Zur Optimierung des Produktionssystems sind einerseits Innovationen im Bereich Technik, andererseits aber züchterische Aktivitäten zur Verbesserung der Leistungsfähigkeit moderner Getreidesorten gefragt. Um die Vorteile und auch die Interaktion von Linien- bzw. Hybridsorte und Vereinzelungstechnik näher zu beleuchten, haben sich die Firmen Horsch Maschinen, HYBRO Saatzucht/SAATEN UNION und Hanse Agro Beratung und Entwicklung zu einem Gemeinschaftsversuch zusammengeschlossen.
So funktioniert die Vereinzelungssaat
Die Basismaschine mit dem Vereinzeler Singular-System ist mit dem Grundaufbau konventioneller Drilltechnik identisch: Die exakte Saatmenge wird mit dem Rotor in den Luftstrom des Gebläses dosiert und pneumatisch zum Verteiler transportiert.
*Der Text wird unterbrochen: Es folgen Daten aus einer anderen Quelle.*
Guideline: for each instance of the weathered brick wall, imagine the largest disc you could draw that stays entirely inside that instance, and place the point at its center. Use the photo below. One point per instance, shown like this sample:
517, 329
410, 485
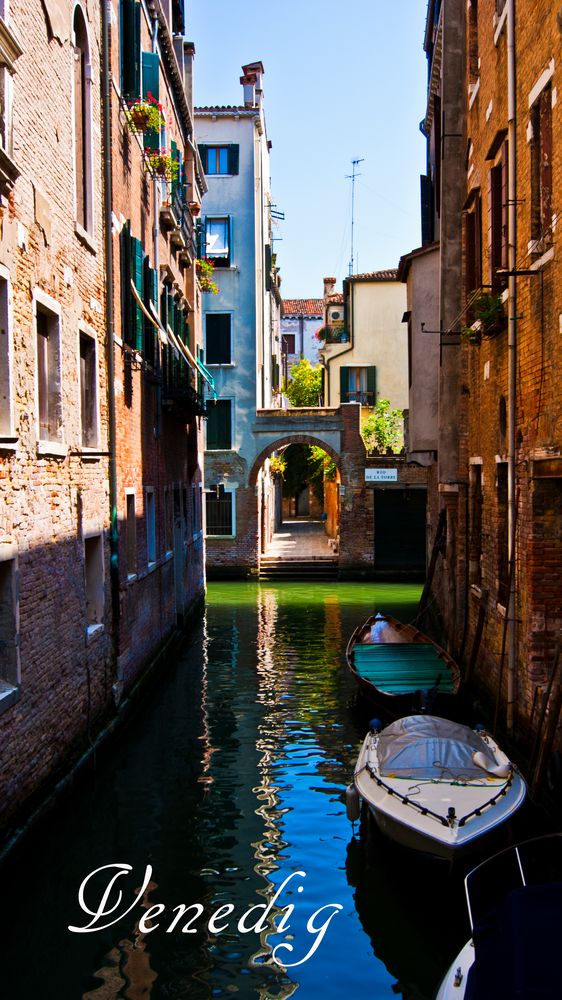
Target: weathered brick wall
49, 501
538, 412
Im Verteilerturm wird das Saatgut gleichmäßig auf die einzelnen Schläuche verteilt und in Richtung Säschare geleitet. Soll nun das Saatgut vereinzelt werden, kommt der Kornvereinzeler (Funck Dosierer) zum Einsatz: Er sitzt auf dem Säschar und wird einzeln elektrisch angetrieben. An das Saatgut angepasste Taschen im Inneren nehmen jedes Korn gesondert auf und geben es in richtigem Abstand ins Fallrohr frei. Im Gegensatz zum herkömmlichen Säschar wird mit einer Kufe an der Unterseite der Säscheiben die Rille geformt und das Saatkorn darin abgelegt. Eine zusätzliche Fangrolle bremst das Saatgut sofort nach Verlassen der Kufe, um es in der richtigen Position zu halten. Mit dieser Technik kann aber ebenso nicht vereinzelt gedrillt werden.
Voraussetzung für den reibungslosen Ablauf der Saat ist sauberes und fraktioniertes Präzisionssaatgut. Mit der Schüttelbox erfolgt die Qualitätsüberprüfung des Saatguts und dessen Eignung für das System (s. Bild). Immer mehr Saatgutproduzenten bieten Präzisionssaatgut an.
Von der Vereinzelungstechnik wird eine homogenere Verteilung der Körner in der Reihe und eine dementsprechend bessere Entwicklung der Einzelpflanze erwartet. Diese soll die Standortfaktoren Strahlung, Wasser sowie Nährstoffe besser ausnutzen und in Ertrag umsetzen. Eine besser entwickelte Wurzel könnte bei Trockenheit zu Vorteilen gegenüber dem klassischen Saatverfahren führen.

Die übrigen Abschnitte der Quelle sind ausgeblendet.